In a previous blog we explored conflict resolution with children.  Our discussion on conflict resolution centered around working with children to find a solution, empowering children to grow and to solve problems.  Another way we empower children is when we speak with them using positive phrasing.

What is positive phrasing?  Quite simply, positive phrasing is talking to a child using words that direct them towards solutions, what they “can do” instead of what they “cannot do”.  A simple concept, yet powerful in implementation, in the message given to the child.

How many times have you as a parent, a teacher, a childcare professional told a child to “Stop doing that”? Or asked in frustration “Why is this room such a mess?”, or “Why are you bothering me?” when a child interrupts you while you are trying to have an adult conversation?  All the previous phrases are constructed to stop activities, but give the child no way to move forward.  Instead, try taking a calming breath before you respond, and try these phrases instead:

Instead of: “Stop doing that”, try saying: “You need to find something else to do.” You might need to add, “Here are your choices…” if the child needs further direction.

Instead of: “Why is this room such a mess?”, try saying: “Please put the toys on the shelf.”  You can even make a game of clean-up by setting a timer and pitching in to see who can get the most toys picked up before the timer goes off.

Instead of: “Why are you bothering me?”, try saying: “I can only hear one person at a time.

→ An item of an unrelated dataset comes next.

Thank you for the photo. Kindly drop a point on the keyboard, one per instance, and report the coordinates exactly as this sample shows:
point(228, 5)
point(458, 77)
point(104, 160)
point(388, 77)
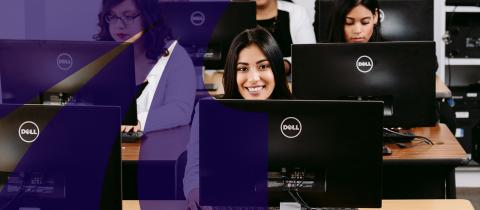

I will listen to you when I am done with my phone call in 10 minutes. “  I suggest you pair this response with a timer, or a measurable time, such as “when two songs are done playing”, and stick to your side of the deal.

In all the above examples, you are giving the child a way to move forward.  You are constructing your phrases in a way to stimulate their thinking towards solving the problem at hand.  You are telling them that they “can”.  If all a child hears is “no” and “you can’t”, that child internalizes failure.  When instead a child is redirected, they began to internalize success.  Our goal as caretakers of children should always be to help the child to be successful, to stimulate growth, to internalize positive messages.  Positive phrasing can contribute to behavior management in a way that helps a child learn and move forward.

Take a few minutes to think through common phrases that you say when talking with your child, or the children in your care.  Write down a few of these phrases and then brainstorm some ways that you can reword your phrase in a more positive way.  Practice the positive phrases out loud.  As simple as this exercise sounds, in practice you may find rephrasing more difficult than you anticipate.  A little awkward at first, keep trying until this new way of communicating becomes habit.  Your effort and your example will make a difference, a difference that helps lead to happier times for both you and your children.